We would also like to address the "demand" of some customers that all commits on our network devices should only be carried out at night. First of all: Our message on the status page ("major outage when we committed a regular change in our edge network") was not good. It led to misunderstandings; specifically, to the assumption that we had deployed some kind of risky major change in the middle of the day. We never do that: if we see a risk somewhere (i.e., if we can foresee that something could theoretically happen), we announce the corresponding maintenance work on our status page. But if we expect zero impact to the best of our knowledge and belief, we don't do that. Commits on our routers and switches are nothing unusual; they happen dozens of times every day. For the delivery of new servers, IP subnets, BGP sessions, and so on. There is definitely something in between, and that includes many commits in the edge network where we say "nothing can happen, but the commit has time and we'd rather do it late". That also happens several times a week – without any problems, otherwise we wouldn't do it.
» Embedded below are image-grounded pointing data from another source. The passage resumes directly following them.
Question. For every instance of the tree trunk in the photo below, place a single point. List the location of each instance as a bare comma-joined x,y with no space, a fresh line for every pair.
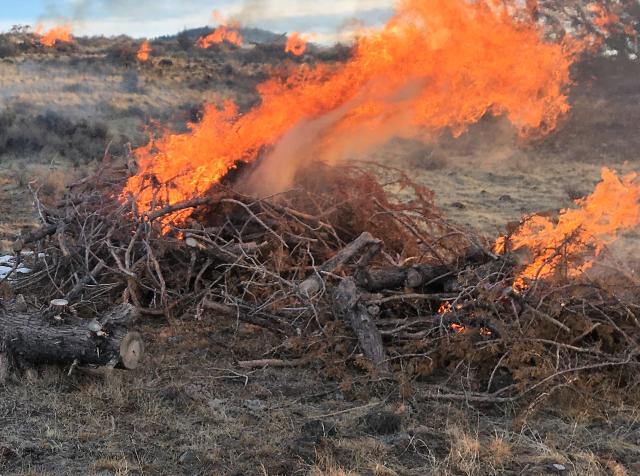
48,340
348,303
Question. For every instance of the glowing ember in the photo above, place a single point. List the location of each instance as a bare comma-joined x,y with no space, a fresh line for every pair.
226,31
437,64
571,243
57,34
144,52
296,44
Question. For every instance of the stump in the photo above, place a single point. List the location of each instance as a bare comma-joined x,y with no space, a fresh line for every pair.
39,339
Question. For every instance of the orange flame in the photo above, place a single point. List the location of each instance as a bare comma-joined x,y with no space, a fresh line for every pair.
296,44
579,235
144,52
437,64
57,34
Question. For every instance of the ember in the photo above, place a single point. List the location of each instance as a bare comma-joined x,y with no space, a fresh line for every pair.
296,44
571,243
144,52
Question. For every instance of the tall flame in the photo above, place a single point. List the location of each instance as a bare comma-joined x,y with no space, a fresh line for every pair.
296,44
437,64
57,34
580,234
144,52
In order to prepare our network for the integration of the Equinix POP, we have upgraded line cards, put several dark fibers and new upstreams into operation, migrated traffic to them, shut down other routes for maintenance purposes, and started implementing MPLS for the (modernized) networking of our locations and routers over the past few weeks. None of this caused any problems, and that was exactly our assumption with the commit in question. Unfortunately, the most ridiculous things happen where you least expect them. And that's despite the fact that 99% of our announced maintenance runs so smoothly and according to plan that we sometimes worry about engaging in unnecessary "overcommunication" with maintenance announcements.
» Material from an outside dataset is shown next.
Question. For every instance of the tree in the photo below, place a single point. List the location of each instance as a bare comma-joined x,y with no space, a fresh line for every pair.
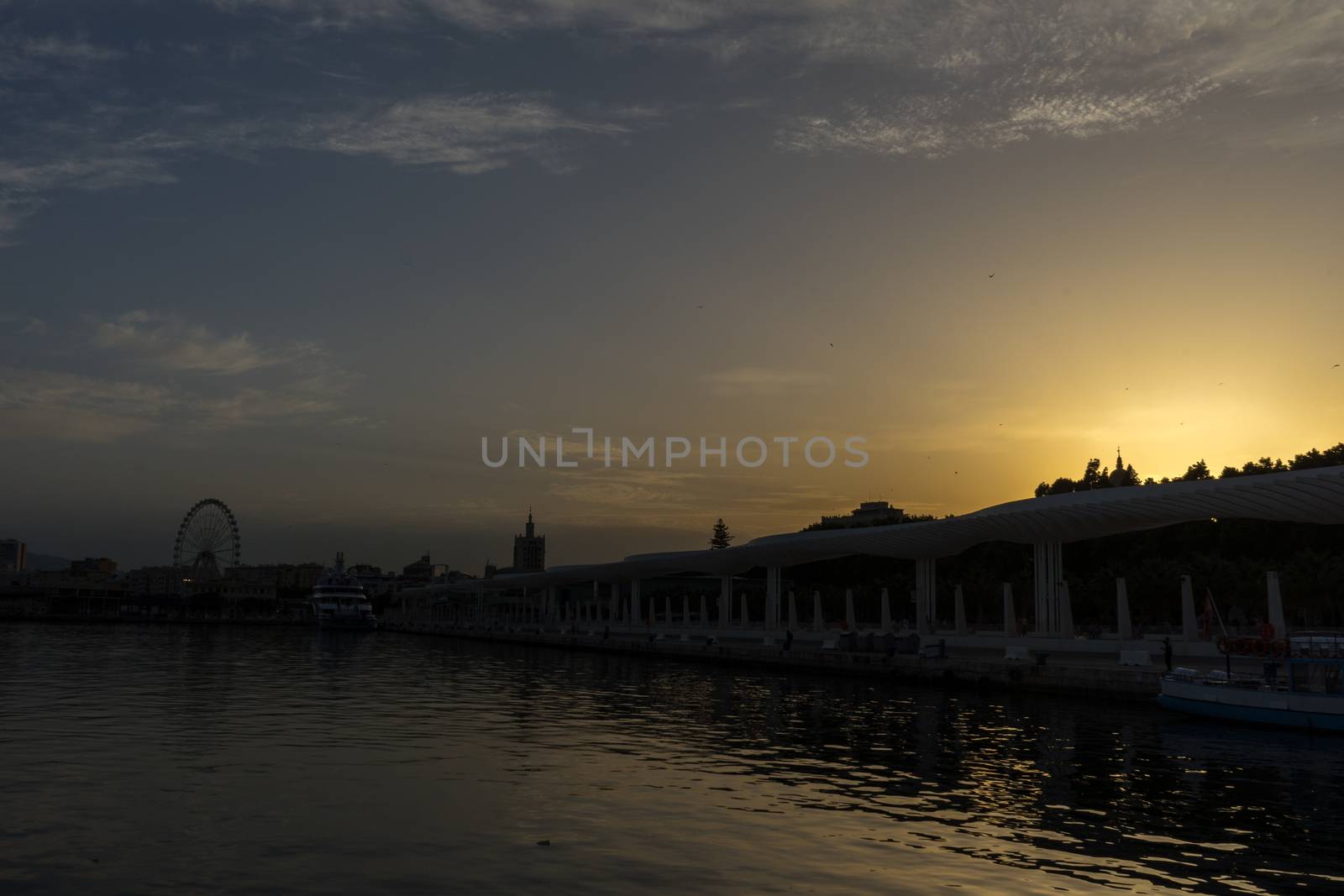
721,537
Finally, it's important to remember that we now serve customers all over the world – what is nighttime for some is primetime for others. Network disruptions are therefore always very inconvenient and must always be avoided, and if we are unable to do so, we must deal with them accordingly. As we did here. We will not stop learning from our mistakes and minimizing them, but we do not want to raise unrealistic hopes for 100% uptime. With a little wink: Even the world's largest cloud and CDN providers have not been completely failure-free in recent weeks – and that's perfectly fine.